I have been using Questrade for my RRSP(mutual funds only) for about a year now. I am confused that I cannot find any tools on the site to access tracking information on gains/loss. I realize that they are a discount brokerage but doesn't data regarding whether I am making or losing money seem important to display in some type of graphical format. When I asked them this question they said I had to go though my purchase history and use a calculator to compare to all my current numbers. Does anyone know of any discount brokerages that have these types of basic tracking tools? Perhaps in a bar or pie graph?

Thanks,

Matthew


----------



## m3s (Apr 3, 2010)

Questrade has no pretty bars and pie charts. You can download the data and use Excel or pay $30/trade for pie charts

Personally I use Quicken and Google finance but I input the data myself (I don't trade much) The stock quotes are automatic though


----------



## HaroldCrump (Jun 10, 2009)

Record all your transactions, the date, the buy/sell price, commission, etc.
Then all you need is Excel to calculate your gain/loss, returns, etc.
Mutual funds are easiest, esp. inside an RRSP.
There's no ACB to track and everything is automatically re-invested.


----------



## jason26 (Apr 6, 2009)

I use Questrade and TD Waterhouse and neither automatically track your portfolio with graphs and what not.

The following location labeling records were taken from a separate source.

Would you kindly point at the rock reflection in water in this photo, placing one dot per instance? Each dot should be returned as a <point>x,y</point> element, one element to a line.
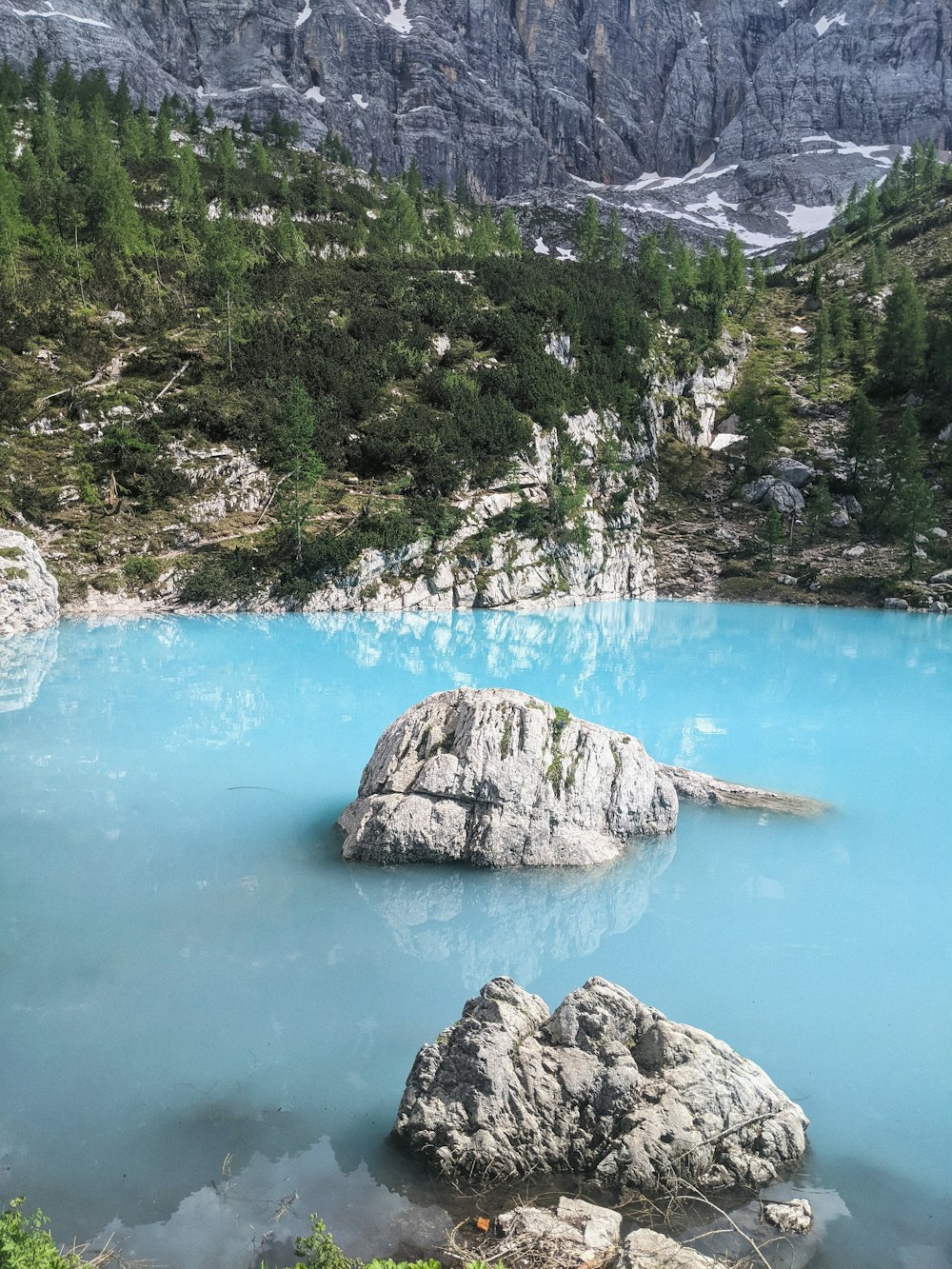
<point>25,663</point>
<point>513,922</point>
<point>251,1216</point>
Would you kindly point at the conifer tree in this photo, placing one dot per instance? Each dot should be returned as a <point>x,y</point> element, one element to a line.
<point>615,240</point>
<point>187,191</point>
<point>870,209</point>
<point>300,466</point>
<point>484,240</point>
<point>841,323</point>
<point>821,347</point>
<point>819,509</point>
<point>8,141</point>
<point>10,226</point>
<point>288,240</point>
<point>735,266</point>
<point>654,274</point>
<point>870,278</point>
<point>863,442</point>
<point>258,161</point>
<point>772,530</point>
<point>399,228</point>
<point>913,515</point>
<point>902,354</point>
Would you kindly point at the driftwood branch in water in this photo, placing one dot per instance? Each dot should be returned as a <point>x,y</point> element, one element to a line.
<point>697,787</point>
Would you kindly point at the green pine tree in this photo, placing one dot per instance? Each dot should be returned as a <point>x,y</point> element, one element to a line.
<point>588,233</point>
<point>901,358</point>
<point>821,347</point>
<point>863,442</point>
<point>509,236</point>
<point>615,240</point>
<point>301,467</point>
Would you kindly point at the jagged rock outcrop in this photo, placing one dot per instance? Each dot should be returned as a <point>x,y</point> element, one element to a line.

Now TD Waterhouse does have a really nice portfolio manager, but you have to update it manually. And unfortunately you can only import position, not transactions which limits its use for me.

I track all transactions in a spreadsheet. Its pretty easy to make a CSV export of all transactions and import it into Google Finance..

Bottom line, record transactios your self in a spreadsheet. The data is easily manipulated, and you should be able to import it into any decent portfolio tool to try it out.


----------



## andrewf (Mar 1, 2010)

I only have registered accounts with Questrade. How easy is it to track ACB and capital gains for their taxable accounts?


----------



## davext (Apr 11, 2010)

I have a couple mutual funds with Questrade and I can view the gain/loss in questrader.com -> Portfolio - > web portfolio


----------